Cell Ranger ARC1.0 (latest), printed on 11/29/2020
Cell Ranger ARC is a set of analysis pipelines that process Chromium Single Cell Multiome ATAC + Gene Expression sequencing data to generate a variety of analyses pertaining to gene expression, chromatin accessibility and their linkage. Furthermore, since the ATAC and gene expression measurements are on the very same cell, we are able to perform analyses that link chromatin accessibility and gene expression.
cellranger-arc mkfastq demultiplexes raw base call (BCL) files generated by Illumina sequencers into FASTQ files. It is a wrapper around Illumina's bcl2fastq, with additional useful features that are specific to 10x libraries and a simplified sample sheet format. The same command can be used to demultiplex both ATAC and GEX flow cells.
cellranger-arc count takes FASTQ files from cellranger-arc mkfastq and performs alignment, filtering, barcode counting, peak calling and counting of both ATAC and GEX molecules. Furthermore, it uses the Chromium cellular barcodes to generate feature-barcode matrices, perform dimensionality reduction, determine clusters, perform differential analysis on clusters and identify linkages between peaks and genes. The count pipeline can take input from multiple sequencing runs on the same GEM well.
These pipelines combine Chromium-specific algorithms with the widely used aligners STAR and BWA. Output is delivered in standard BAM, MEX, CSV, HDF5 and HTML formats that are augmented with cellular information and a .cloupe file for use with Loupe Browser.
If you are beginning with raw base call (BCL) files, the Cell Ranger ARC workflow starts with demultiplexing the BCL files for each flow cell directory for all relevant ATAC and GEX sequencing runs. 10x recommends using cellranger-arc mkfastq as described in Generating FASTQs. If you are beginning with FASTQ files that have already been demultiplexed with bcl2fastq directly, or from a public source such as SRA, you can skip cellranger-arc mkfastq and begin with cellranger-arc count. Please see the Specifying Input FASTQs page for specific guidelines on which arguments to use for your scenario.
The exact steps of the workflow vary depending on how many samples, GEM wells, and flow cells you have. This section describes the different possible workflows.
In this example you have one sample that is processed through one GEM well (a set of partitioned cells from a single 10x Chromium™ Chip channel) and results in one Multiome ATAC library and one Multiome GEX library.
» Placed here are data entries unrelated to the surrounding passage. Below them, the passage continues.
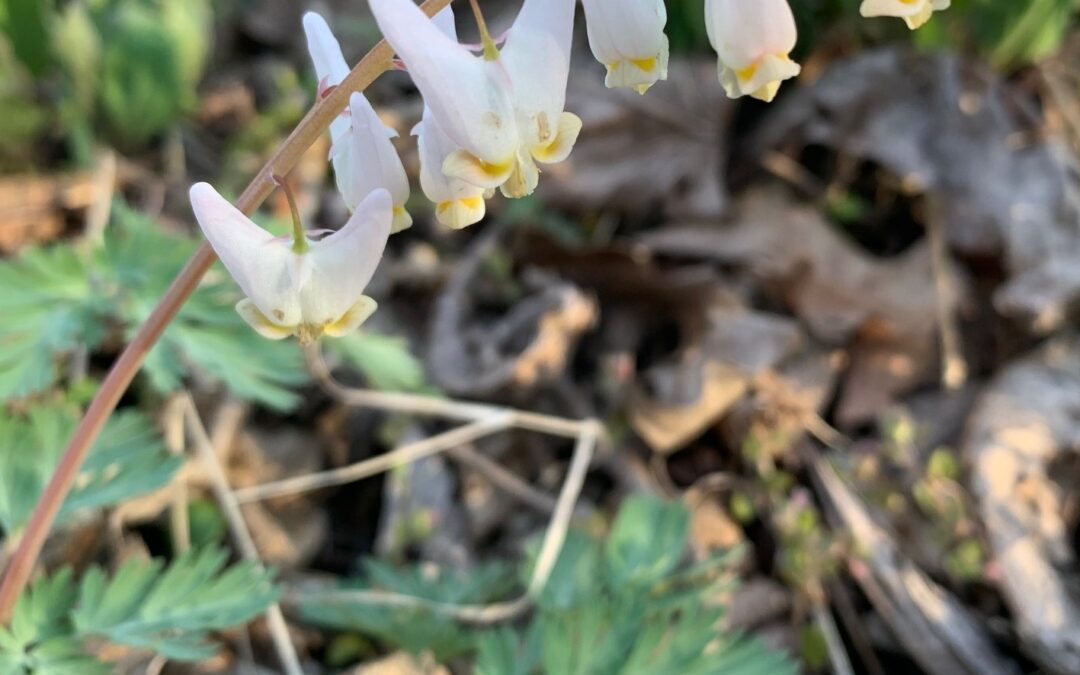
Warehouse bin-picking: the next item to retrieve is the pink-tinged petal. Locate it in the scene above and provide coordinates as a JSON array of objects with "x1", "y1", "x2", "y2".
[
  {"x1": 368, "y1": 0, "x2": 518, "y2": 164},
  {"x1": 189, "y1": 183, "x2": 301, "y2": 327},
  {"x1": 301, "y1": 188, "x2": 392, "y2": 325}
]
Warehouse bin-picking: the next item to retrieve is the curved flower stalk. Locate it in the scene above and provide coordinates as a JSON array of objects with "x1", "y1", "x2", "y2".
[
  {"x1": 705, "y1": 0, "x2": 801, "y2": 103},
  {"x1": 190, "y1": 183, "x2": 392, "y2": 344},
  {"x1": 581, "y1": 0, "x2": 669, "y2": 94},
  {"x1": 859, "y1": 0, "x2": 950, "y2": 30},
  {"x1": 369, "y1": 0, "x2": 581, "y2": 199},
  {"x1": 412, "y1": 7, "x2": 490, "y2": 229},
  {"x1": 303, "y1": 12, "x2": 412, "y2": 232}
]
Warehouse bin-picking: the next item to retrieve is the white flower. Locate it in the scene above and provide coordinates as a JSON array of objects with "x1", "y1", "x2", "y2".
[
  {"x1": 369, "y1": 0, "x2": 582, "y2": 199},
  {"x1": 190, "y1": 182, "x2": 392, "y2": 343},
  {"x1": 860, "y1": 0, "x2": 950, "y2": 30},
  {"x1": 705, "y1": 0, "x2": 801, "y2": 103},
  {"x1": 303, "y1": 12, "x2": 412, "y2": 232},
  {"x1": 582, "y1": 0, "x2": 669, "y2": 94},
  {"x1": 412, "y1": 7, "x2": 489, "y2": 230}
]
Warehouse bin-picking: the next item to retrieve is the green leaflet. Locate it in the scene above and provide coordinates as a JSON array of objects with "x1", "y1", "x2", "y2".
[
  {"x1": 0, "y1": 547, "x2": 279, "y2": 671},
  {"x1": 0, "y1": 403, "x2": 180, "y2": 536}
]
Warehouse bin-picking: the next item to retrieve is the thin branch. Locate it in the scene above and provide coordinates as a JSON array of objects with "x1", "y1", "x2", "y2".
[
  {"x1": 293, "y1": 422, "x2": 599, "y2": 624},
  {"x1": 0, "y1": 0, "x2": 455, "y2": 622},
  {"x1": 447, "y1": 444, "x2": 558, "y2": 514},
  {"x1": 926, "y1": 203, "x2": 967, "y2": 390},
  {"x1": 182, "y1": 394, "x2": 304, "y2": 675},
  {"x1": 307, "y1": 346, "x2": 590, "y2": 438},
  {"x1": 231, "y1": 416, "x2": 512, "y2": 504}
]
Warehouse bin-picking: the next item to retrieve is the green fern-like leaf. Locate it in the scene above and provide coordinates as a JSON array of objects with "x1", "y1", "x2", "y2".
[
  {"x1": 0, "y1": 245, "x2": 104, "y2": 401},
  {"x1": 0, "y1": 402, "x2": 181, "y2": 535},
  {"x1": 71, "y1": 547, "x2": 280, "y2": 661},
  {"x1": 0, "y1": 569, "x2": 108, "y2": 675}
]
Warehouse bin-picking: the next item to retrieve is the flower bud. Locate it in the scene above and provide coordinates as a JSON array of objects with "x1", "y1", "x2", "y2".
[
  {"x1": 582, "y1": 0, "x2": 669, "y2": 94},
  {"x1": 705, "y1": 0, "x2": 801, "y2": 103}
]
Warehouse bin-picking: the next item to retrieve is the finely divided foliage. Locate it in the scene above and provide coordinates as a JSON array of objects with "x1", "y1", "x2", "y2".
[
  {"x1": 0, "y1": 548, "x2": 279, "y2": 671},
  {"x1": 301, "y1": 496, "x2": 798, "y2": 674}
]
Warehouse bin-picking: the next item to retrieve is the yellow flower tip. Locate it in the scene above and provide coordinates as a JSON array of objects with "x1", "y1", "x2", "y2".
[
  {"x1": 236, "y1": 299, "x2": 294, "y2": 340},
  {"x1": 751, "y1": 81, "x2": 783, "y2": 103},
  {"x1": 531, "y1": 112, "x2": 582, "y2": 164},
  {"x1": 904, "y1": 6, "x2": 934, "y2": 29},
  {"x1": 235, "y1": 296, "x2": 377, "y2": 343},
  {"x1": 391, "y1": 205, "x2": 413, "y2": 234},
  {"x1": 500, "y1": 156, "x2": 540, "y2": 199},
  {"x1": 322, "y1": 296, "x2": 378, "y2": 338},
  {"x1": 435, "y1": 196, "x2": 486, "y2": 230},
  {"x1": 720, "y1": 52, "x2": 799, "y2": 102},
  {"x1": 442, "y1": 150, "x2": 515, "y2": 189},
  {"x1": 603, "y1": 46, "x2": 669, "y2": 94}
]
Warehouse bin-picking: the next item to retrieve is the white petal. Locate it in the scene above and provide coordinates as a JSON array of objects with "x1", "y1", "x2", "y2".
[
  {"x1": 333, "y1": 92, "x2": 411, "y2": 214},
  {"x1": 416, "y1": 110, "x2": 487, "y2": 208},
  {"x1": 499, "y1": 0, "x2": 575, "y2": 148},
  {"x1": 368, "y1": 0, "x2": 518, "y2": 165},
  {"x1": 189, "y1": 183, "x2": 300, "y2": 327},
  {"x1": 705, "y1": 0, "x2": 797, "y2": 70},
  {"x1": 301, "y1": 188, "x2": 392, "y2": 326},
  {"x1": 303, "y1": 12, "x2": 351, "y2": 141}
]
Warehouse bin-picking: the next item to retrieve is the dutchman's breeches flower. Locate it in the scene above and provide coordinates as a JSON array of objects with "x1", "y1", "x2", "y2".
[
  {"x1": 369, "y1": 0, "x2": 581, "y2": 199},
  {"x1": 411, "y1": 7, "x2": 490, "y2": 230},
  {"x1": 705, "y1": 0, "x2": 801, "y2": 103},
  {"x1": 859, "y1": 0, "x2": 950, "y2": 30},
  {"x1": 303, "y1": 12, "x2": 412, "y2": 232},
  {"x1": 582, "y1": 0, "x2": 669, "y2": 94},
  {"x1": 190, "y1": 183, "x2": 392, "y2": 344}
]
Each library is sequenced separately on one flow cell. In this case you would generate FASTQs separately for ATAC and GEX by running cellranger-arc mkfastq on the respective flow cells and run cellranger-arc count as described in Single-Sample Analysis.
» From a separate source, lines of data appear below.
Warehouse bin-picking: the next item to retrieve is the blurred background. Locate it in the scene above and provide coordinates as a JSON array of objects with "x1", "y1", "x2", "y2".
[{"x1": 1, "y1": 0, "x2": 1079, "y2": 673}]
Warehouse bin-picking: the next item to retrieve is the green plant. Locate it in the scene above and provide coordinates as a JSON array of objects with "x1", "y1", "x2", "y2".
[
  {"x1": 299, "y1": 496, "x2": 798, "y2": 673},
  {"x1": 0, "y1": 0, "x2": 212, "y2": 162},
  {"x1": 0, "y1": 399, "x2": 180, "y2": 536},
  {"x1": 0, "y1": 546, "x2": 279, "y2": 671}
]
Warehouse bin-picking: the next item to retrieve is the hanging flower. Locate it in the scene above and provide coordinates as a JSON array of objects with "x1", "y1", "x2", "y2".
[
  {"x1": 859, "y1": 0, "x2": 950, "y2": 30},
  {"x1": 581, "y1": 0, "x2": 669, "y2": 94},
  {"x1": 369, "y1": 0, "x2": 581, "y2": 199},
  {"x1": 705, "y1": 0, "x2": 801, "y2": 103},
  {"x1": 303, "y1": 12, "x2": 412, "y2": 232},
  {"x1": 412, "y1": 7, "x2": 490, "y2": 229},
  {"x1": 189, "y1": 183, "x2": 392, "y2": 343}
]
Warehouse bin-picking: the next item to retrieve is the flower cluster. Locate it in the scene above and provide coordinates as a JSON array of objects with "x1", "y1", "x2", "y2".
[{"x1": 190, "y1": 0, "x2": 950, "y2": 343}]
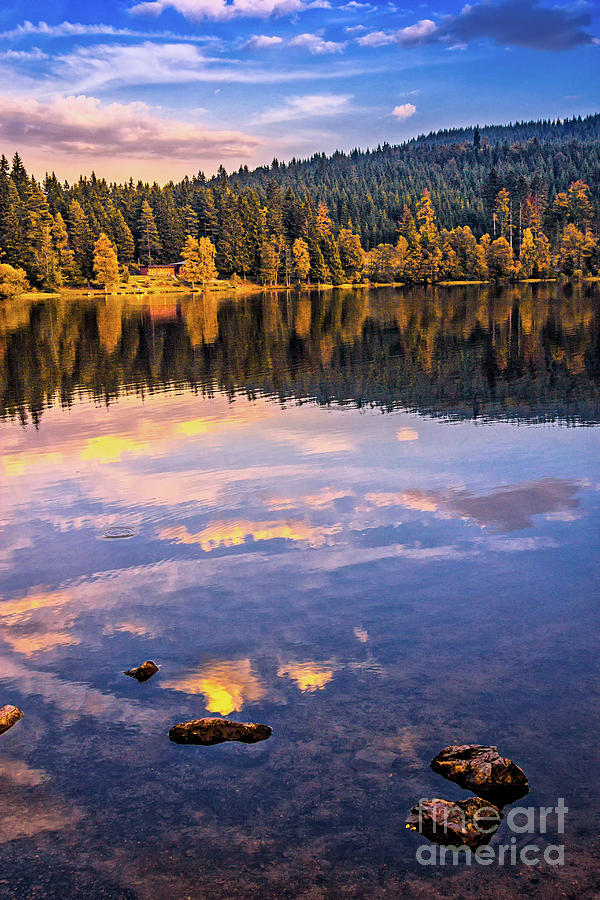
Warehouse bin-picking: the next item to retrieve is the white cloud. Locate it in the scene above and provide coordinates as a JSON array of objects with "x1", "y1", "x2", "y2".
[
  {"x1": 357, "y1": 18, "x2": 438, "y2": 47},
  {"x1": 392, "y1": 102, "x2": 416, "y2": 119},
  {"x1": 48, "y1": 41, "x2": 355, "y2": 91},
  {"x1": 0, "y1": 93, "x2": 259, "y2": 159},
  {"x1": 254, "y1": 92, "x2": 353, "y2": 124},
  {"x1": 289, "y1": 32, "x2": 347, "y2": 53},
  {"x1": 0, "y1": 47, "x2": 48, "y2": 61},
  {"x1": 0, "y1": 19, "x2": 217, "y2": 43},
  {"x1": 129, "y1": 0, "x2": 310, "y2": 21},
  {"x1": 356, "y1": 29, "x2": 397, "y2": 47},
  {"x1": 245, "y1": 33, "x2": 284, "y2": 48},
  {"x1": 397, "y1": 18, "x2": 437, "y2": 45},
  {"x1": 53, "y1": 42, "x2": 214, "y2": 91}
]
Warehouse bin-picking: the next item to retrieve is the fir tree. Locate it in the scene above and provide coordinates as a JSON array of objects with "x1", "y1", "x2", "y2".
[
  {"x1": 138, "y1": 200, "x2": 162, "y2": 265},
  {"x1": 259, "y1": 236, "x2": 280, "y2": 285}
]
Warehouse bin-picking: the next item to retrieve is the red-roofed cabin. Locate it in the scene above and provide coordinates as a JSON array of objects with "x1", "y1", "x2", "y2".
[{"x1": 139, "y1": 262, "x2": 184, "y2": 276}]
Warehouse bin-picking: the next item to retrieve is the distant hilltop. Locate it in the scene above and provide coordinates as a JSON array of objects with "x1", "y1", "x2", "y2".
[{"x1": 209, "y1": 113, "x2": 600, "y2": 243}]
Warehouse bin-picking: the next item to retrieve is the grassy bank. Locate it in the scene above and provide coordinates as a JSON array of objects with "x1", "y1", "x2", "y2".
[{"x1": 14, "y1": 274, "x2": 600, "y2": 302}]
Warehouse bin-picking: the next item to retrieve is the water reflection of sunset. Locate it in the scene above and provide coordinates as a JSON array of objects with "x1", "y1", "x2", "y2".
[
  {"x1": 0, "y1": 589, "x2": 73, "y2": 621},
  {"x1": 1, "y1": 630, "x2": 79, "y2": 657},
  {"x1": 1, "y1": 394, "x2": 263, "y2": 478},
  {"x1": 278, "y1": 662, "x2": 334, "y2": 693},
  {"x1": 0, "y1": 288, "x2": 598, "y2": 896},
  {"x1": 161, "y1": 660, "x2": 265, "y2": 716},
  {"x1": 159, "y1": 519, "x2": 342, "y2": 551}
]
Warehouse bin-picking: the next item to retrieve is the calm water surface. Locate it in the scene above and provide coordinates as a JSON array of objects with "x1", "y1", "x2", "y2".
[{"x1": 1, "y1": 284, "x2": 599, "y2": 898}]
In this example you have one sample that is processed through one GEM well resulting in one ATAC library and one GEX library. The ATAC and GEX libraries are sequenced on two flow cells each. As an example, this may be done to increase sequencing depth, when the first sequencing run did not produce enough raw read pairs per cell. Here we would run cellranger-arc mkfastq a total of four times: once for each of the two ATAC flow cells and once for each of the two GEX flow cells. All of the reads can be combined in a single instance of the cellranger-arc count pipeline. This process is described in Specifying Input Fastqs.